The European Central Bank bought no government bonds last week, suggesting the programme has effectively been shut down after euro zone leaders agreed to give its bail-out fund the power to buy debt.
Comments from ECB policymakers point to the programme having been wound up, despite the debt crisis in the euro zone showing signs of infecting Italy and Spain.
Government leaders agreed last Thursday on a second rescue package for Greece in a deal which includes the right for the European Financial Stability Facility (EFSF) to buy bonds on the secondary market at the ECB's recommendation.
But the EFSF's ability to buy bonds is limited by its €440 billion capacity, which means the ECB may want to keep its bond-buying programme on the backburner instead of officially shutting it down. The ECB has not announced any limits to its programme, and can also act quickly.
Yields on peripheral euro zone government bonds have come down after the deal for the Greek second rescue package, but remain high on doubts about whether the steps taken last week to ring-fence the euro zone crisis went far enough. The yield on 10-year Spanish bonds was over 6% this evening, while the Italian equivalent rose to 5.66%.
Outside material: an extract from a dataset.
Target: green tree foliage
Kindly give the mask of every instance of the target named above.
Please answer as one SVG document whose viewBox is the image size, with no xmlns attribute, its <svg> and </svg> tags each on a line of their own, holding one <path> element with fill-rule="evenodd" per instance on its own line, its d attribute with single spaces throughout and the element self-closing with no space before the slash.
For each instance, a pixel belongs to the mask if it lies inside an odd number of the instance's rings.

The ECB started its bond purchases May last year as part of euro zone efforts to stave off the debt crisis. It and the 17 euro zone national central banks can buy government and corporate bonds from banks and other investors under the programme, but not directly from governments.
The ECB does not break down its bond purchases, but traders and analysts say buying has been limited to Greek, Irish and Portuguese bonds and estimate that it holds around €45 billion of Greek debt.